The Other Tobacco Operations segment operating income declined by $2.6 million for the quarter and $11.4 million for the nine months, compared with the same periods in the previous fiscal year. The declines in both periods were driven mainly by lower results in the dark tobacco operations on reduced volumes and margins, reflecting weaker domestic retail markets, as well as the effects of last year’s severe weather-related crop damage in Indonesia. Results from the oriental tobacco joint venture improved for the quarter on the absence of one-time charges for business realignment taken in the same period last year. However, joint venture results were down for the nine months, partly due to reduced volumes from shipments delayed into the fourth quarter, as well as lower margins, which were also affected by inventory writedowns.
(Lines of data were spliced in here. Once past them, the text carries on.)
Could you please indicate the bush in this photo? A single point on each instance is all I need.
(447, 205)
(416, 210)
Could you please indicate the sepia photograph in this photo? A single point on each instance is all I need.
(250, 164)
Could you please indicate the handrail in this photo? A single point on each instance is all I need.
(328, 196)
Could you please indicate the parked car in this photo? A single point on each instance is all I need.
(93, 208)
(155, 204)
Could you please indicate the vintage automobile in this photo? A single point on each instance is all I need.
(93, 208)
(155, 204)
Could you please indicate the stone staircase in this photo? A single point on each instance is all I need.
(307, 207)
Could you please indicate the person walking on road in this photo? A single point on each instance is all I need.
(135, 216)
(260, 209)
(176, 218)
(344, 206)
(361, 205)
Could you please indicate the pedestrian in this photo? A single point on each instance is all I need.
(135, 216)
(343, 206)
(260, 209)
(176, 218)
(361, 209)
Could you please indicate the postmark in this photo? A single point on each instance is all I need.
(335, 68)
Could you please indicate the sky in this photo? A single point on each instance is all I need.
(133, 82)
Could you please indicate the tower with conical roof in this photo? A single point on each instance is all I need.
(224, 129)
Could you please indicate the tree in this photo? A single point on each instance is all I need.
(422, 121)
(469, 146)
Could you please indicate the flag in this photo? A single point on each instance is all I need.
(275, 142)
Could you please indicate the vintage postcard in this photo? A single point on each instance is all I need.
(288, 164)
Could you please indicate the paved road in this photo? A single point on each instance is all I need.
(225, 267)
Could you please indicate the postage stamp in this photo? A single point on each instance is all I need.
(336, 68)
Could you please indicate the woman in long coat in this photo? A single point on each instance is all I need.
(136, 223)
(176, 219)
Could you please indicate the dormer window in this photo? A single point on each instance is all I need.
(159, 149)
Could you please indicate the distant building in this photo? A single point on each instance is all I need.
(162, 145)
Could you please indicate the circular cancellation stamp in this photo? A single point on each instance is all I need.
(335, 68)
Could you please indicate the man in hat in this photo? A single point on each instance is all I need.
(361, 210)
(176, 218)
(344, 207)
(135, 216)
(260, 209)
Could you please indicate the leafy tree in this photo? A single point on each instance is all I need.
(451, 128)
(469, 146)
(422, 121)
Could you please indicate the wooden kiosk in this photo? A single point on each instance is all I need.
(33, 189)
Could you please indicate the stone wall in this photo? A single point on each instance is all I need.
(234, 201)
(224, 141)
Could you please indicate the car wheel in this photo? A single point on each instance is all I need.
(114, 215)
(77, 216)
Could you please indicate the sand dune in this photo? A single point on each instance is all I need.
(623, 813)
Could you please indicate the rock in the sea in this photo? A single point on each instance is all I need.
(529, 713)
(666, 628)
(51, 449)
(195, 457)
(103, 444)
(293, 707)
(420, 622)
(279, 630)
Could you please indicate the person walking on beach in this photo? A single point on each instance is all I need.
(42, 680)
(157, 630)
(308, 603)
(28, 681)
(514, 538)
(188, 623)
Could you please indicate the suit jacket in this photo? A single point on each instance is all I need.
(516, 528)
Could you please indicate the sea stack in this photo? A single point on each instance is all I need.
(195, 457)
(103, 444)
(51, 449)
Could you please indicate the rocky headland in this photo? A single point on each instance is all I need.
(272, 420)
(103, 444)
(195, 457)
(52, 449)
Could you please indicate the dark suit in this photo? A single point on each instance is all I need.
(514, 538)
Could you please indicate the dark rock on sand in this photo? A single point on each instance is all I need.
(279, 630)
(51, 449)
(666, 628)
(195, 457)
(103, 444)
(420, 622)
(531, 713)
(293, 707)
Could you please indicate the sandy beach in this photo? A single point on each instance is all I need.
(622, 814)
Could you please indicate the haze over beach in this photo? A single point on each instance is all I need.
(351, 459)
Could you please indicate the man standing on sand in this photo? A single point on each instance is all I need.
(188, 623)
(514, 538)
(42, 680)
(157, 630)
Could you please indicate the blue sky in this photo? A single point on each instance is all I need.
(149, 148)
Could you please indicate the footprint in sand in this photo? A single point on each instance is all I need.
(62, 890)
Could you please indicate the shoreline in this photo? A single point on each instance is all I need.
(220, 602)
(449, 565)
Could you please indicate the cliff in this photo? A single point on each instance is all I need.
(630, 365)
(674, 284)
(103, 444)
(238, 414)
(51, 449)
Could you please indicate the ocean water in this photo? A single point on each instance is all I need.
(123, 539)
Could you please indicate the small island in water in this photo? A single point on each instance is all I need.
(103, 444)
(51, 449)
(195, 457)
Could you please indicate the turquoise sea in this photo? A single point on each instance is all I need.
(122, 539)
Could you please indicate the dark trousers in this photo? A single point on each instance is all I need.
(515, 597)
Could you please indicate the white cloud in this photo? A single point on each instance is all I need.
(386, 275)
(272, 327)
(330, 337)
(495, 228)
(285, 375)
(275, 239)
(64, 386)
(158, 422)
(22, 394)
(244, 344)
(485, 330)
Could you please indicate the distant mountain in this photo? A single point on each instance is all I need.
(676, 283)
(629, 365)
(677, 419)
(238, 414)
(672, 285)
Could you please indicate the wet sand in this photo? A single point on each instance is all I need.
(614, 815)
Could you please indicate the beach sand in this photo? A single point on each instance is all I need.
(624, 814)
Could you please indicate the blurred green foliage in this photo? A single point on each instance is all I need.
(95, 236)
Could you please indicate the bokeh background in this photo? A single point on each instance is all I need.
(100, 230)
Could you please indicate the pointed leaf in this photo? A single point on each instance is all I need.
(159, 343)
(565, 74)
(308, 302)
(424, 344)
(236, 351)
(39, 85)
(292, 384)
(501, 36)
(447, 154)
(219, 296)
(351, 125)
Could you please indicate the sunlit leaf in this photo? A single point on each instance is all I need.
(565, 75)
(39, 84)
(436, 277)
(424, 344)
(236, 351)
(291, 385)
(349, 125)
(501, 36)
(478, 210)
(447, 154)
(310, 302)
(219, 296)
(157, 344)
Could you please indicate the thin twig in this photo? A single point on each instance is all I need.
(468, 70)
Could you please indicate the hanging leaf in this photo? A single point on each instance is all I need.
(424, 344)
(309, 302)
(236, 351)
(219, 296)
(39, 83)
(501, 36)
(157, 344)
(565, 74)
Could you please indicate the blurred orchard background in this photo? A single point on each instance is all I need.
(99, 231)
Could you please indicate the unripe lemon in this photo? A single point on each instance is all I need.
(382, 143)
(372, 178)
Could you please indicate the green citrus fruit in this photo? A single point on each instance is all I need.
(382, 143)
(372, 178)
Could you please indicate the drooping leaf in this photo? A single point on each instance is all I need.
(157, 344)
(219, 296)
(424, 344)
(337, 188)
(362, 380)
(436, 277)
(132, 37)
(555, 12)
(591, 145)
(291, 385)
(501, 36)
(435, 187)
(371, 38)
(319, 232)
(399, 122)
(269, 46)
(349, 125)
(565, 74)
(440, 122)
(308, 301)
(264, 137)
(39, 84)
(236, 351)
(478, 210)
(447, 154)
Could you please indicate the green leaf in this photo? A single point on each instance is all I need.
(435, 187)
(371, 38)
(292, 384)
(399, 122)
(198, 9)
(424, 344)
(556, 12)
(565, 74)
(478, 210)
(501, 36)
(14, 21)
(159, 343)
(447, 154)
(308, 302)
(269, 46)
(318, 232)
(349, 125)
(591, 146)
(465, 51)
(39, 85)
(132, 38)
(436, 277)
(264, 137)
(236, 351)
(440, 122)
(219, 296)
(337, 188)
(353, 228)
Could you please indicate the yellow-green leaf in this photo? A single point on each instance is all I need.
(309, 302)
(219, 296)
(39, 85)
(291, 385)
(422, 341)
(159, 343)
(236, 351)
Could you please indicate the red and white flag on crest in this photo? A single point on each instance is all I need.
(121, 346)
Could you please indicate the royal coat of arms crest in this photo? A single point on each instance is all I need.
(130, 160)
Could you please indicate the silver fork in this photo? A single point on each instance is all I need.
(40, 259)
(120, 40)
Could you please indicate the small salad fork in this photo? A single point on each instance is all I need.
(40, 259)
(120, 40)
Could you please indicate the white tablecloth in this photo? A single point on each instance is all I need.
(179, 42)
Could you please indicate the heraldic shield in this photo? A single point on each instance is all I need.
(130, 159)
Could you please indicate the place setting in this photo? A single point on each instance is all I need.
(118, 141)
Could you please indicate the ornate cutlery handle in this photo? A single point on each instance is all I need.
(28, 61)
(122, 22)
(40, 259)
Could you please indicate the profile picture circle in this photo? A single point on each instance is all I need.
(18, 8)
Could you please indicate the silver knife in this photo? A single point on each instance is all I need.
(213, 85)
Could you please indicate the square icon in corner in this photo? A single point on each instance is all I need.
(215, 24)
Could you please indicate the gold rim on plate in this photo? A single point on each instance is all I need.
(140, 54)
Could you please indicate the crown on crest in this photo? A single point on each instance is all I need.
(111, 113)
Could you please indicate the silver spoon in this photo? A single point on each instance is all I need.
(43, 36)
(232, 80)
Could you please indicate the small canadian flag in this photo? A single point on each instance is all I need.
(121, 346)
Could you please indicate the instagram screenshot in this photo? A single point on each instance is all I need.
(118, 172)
Revenues for this segment decreased for the quarter by $24.4 million, or 42%, as a result of the transfer of some business from the just-in-time Special Services group to the Other Regions segment, the timing of shipments of oriental tobaccos to the United States, and lower dark tobacco volumes. Similar factors influenced a $45.5 million drop in revenues for the nine-month period.
The consolidated effective income tax rates on pretax earnings were approximately 30% and 41% for the quarter and nine months ended December 31, 2011. The rate for the nine-month period was significantly higher than normal because we did not record an income tax benefit on the non-deductible fine portion of the charge recorded in September 2011 for the European Commission fine and interest in Italy. Without that item, the effective income tax rate would have been approximately 29% for the nine months. That rate and the effective rate for the quarter were lower than the 35% federal statutory rate primarily due to the effect of exchange rate changes on deferred income taxes of certain foreign subsidiaries and to recoveries of prior year state income taxes. The effective income tax rates for the quarter and nine months ended December 31, 2010, were approximately 29% and 30%, respectively. Those rates were lower than the 35% U.S. federal statutory rate primarily due to the recognition of foreign tax credits.